Lessons for producers from the 2011 Long-Term Care Insurance SourcebookArticle added by Jesse Slome on June 7, 2011
Jesse Slome

Jesse Slome

Los Angeles, CA

Joined: October 13, 2006

This article discusses the recently released 2011 Long-Term Care Insurance Sourcebook, and some tips and tactics that will benefit producers attempting to market long term care solutions in an industry that can longer be described as one-size-fits-all.

Every year I spend over two months collecting, tabulating, preparing and proofing data for the Long-Term Care Insurance Sourcebook. When it's printed and in the mail I breathe a sigh of relief and actually start thinking about the next one.

What's missing from the process is reflecting on what one can learn from the data, what surprised me, and what tips and tactics will benefit producers attempting to market long term care solutions. I use the term solutions specifically because increasingly, this is no longer a one-size-fits-all industry.

Before you settle down with a cup of tea expecting to glean the complete findings of our research from this article, be forewarned. I will reveal select highlights of statistical data. For the full details, you really need the full 48-page sourcebook, which we send to all association members.

But back to the data. Not much has changed from 2009 to 2010 in terms of buyers of individual LTC insurance policies. Four out of five buyers are purchasing long term care insurance prior to reaching age 65 and for those still looking at old data, that is a significant change that has been happening over time.
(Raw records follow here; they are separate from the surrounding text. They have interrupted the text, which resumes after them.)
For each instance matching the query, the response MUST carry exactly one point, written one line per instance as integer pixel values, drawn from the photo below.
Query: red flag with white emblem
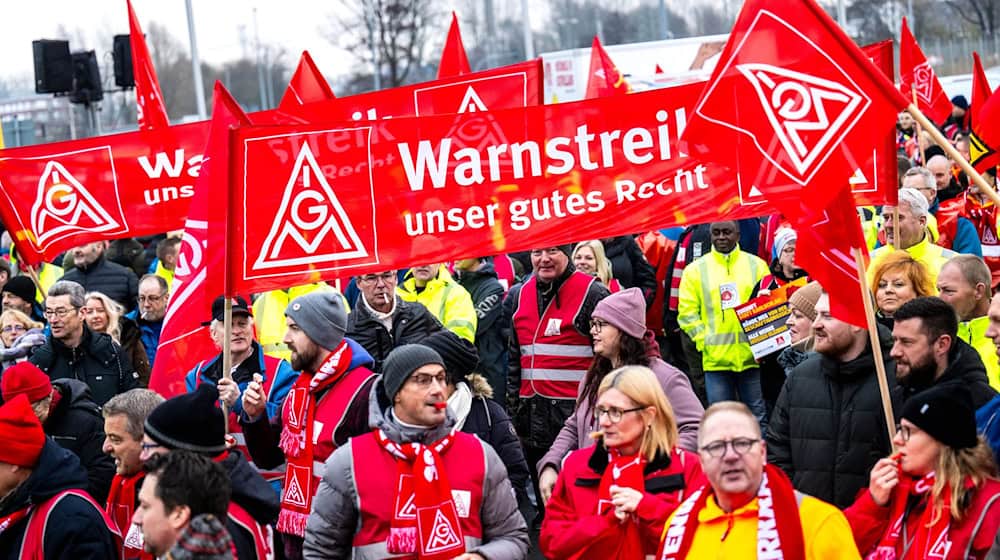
(151, 112)
(454, 61)
(185, 340)
(306, 86)
(604, 79)
(917, 77)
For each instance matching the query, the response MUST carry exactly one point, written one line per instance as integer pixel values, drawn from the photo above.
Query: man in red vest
(45, 511)
(124, 416)
(415, 485)
(327, 405)
(550, 348)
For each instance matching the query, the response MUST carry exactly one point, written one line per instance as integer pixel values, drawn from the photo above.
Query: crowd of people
(595, 400)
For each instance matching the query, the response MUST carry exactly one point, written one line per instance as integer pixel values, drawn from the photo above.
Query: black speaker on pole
(53, 66)
(122, 54)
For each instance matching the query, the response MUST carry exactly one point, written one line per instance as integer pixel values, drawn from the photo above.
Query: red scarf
(424, 519)
(929, 541)
(297, 439)
(779, 529)
(627, 471)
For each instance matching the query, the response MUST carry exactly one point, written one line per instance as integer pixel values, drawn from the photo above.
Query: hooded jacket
(75, 528)
(335, 518)
(828, 428)
(75, 423)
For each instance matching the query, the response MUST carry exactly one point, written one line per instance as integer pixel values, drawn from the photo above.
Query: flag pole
(940, 140)
(883, 383)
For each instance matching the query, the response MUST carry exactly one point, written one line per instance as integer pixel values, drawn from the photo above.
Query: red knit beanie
(21, 435)
(25, 378)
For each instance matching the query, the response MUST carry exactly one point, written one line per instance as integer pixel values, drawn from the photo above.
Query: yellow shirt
(825, 532)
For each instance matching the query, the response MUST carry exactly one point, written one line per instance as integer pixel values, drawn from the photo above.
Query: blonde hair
(20, 317)
(600, 258)
(954, 467)
(114, 311)
(640, 384)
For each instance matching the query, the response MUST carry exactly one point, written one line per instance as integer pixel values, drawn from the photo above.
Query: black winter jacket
(76, 424)
(252, 493)
(538, 419)
(828, 428)
(109, 278)
(629, 265)
(98, 361)
(411, 323)
(75, 529)
(965, 366)
(491, 337)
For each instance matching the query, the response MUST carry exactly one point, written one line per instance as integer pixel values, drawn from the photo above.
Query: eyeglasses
(424, 380)
(614, 414)
(61, 313)
(387, 277)
(739, 445)
(596, 325)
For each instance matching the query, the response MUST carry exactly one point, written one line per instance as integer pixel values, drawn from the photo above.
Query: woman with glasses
(20, 335)
(620, 338)
(938, 496)
(105, 315)
(612, 499)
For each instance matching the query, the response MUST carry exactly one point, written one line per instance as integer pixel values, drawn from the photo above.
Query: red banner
(354, 202)
(60, 195)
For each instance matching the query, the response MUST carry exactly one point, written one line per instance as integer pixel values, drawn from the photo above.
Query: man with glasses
(748, 505)
(828, 427)
(382, 320)
(73, 350)
(415, 486)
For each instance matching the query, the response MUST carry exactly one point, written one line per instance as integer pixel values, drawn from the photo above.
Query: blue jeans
(725, 385)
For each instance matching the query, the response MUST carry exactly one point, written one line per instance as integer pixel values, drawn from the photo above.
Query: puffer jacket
(75, 423)
(828, 428)
(411, 323)
(98, 361)
(334, 519)
(111, 279)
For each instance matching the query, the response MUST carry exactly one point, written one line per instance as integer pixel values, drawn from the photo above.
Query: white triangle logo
(312, 217)
(471, 102)
(809, 115)
(63, 204)
(443, 535)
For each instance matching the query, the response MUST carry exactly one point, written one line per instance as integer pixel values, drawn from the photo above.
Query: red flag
(916, 75)
(813, 109)
(184, 341)
(604, 79)
(306, 86)
(454, 61)
(152, 113)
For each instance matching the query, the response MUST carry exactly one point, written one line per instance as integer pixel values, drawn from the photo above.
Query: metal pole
(529, 49)
(199, 83)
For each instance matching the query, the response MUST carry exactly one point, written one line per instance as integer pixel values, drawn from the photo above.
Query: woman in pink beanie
(618, 329)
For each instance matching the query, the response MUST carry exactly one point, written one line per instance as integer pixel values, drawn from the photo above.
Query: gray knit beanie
(402, 362)
(321, 315)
Long term care planning once was relegated to those who focused on seniors. Agents focusing on the post-retirement market are finding the prime prospects have already been contacted and increasingly sold.

Our study using data from insurers marketing policies for individuals suggested, to our surprise, the continued growth of benefits being paid for home care. Just under half of all new claims starting in 2010 began as home care claims. That's an increase, and more women than men begin their claim at home. I have long touted long term care insurance as “nursing home avoidance” coverage and clearly; that's what consumers want and how this protection meets their needs.

For the first time, we really took a look at the newer hybrid products. These are the life insurance and annuity policies that provide accelerated long term care benefits. Both categories have grown significantly over the past few years, and I predict this is only the beginning. In fact, life plus long term care premium for the participating insurers surged 79 percent in 2010. For annuity plus LTC policies, the sales surged 135 percent. Expect sales to really surge as some large mutual fund companies that also offer annuity products enter the market.
Admittedly, the sales pitch for these products is sweet: Finally, a form of long term care protection that pays even if you never need long term care. Overcoming a formidable objection held by many consumers, it's no wonder these products are gathering steam. That said, for these single-premium products to provide a meaningful LTC benefit, the purchaser must be willing to transfer a rather significant amount of cash. Therefore, we wanted to know what was really happening in the marketplace.

If most sales were in the $25,000 to $50,000 category, it would tell us that consumers liked the sales pitch but were buying coverage that really would not provide them with meaningful long term care protection at some future date. That could put the industry at some risk. Fortunately, our findings revealed the vast majority of single life premiums were over $100,000, and about a fourth were over $200,000. Single premium amounts for annuity policies were lower; something we'll look to compare next year.

While hybrid products will continue to gain popularity, they serve a very specific niche market — those with what I refer to as “lazy money” that they can transfer from one bucket to another. They will not replace traditional long-term care insurance on a policy count basis.

Finally, while the findings are consistent with prior studies, I find that the single most relevant fact contained in our sourcebook is the report of what actual consumers pay for long term care insurance broken down by age band.

What makes this so vital is the fact that often media stories report industry averages that state the average long term care insurance policy costs $2,200. To the typical married couple, that translates to $4,400 for coverage (probably more) and the "too costly" objection is permanently cemented in their mind.

For the sourcebook, we report what real consumers pay, broken down into various age bands. For those under age 61, one-quarter (25.1 percent) paid under $1,000 a year. Another 18.3 percent paid between $1,000 and $1,499. This type of information is so vital in an era where expanding the marketplace depends on reaching beyond the traditional higher-income affluent consumer.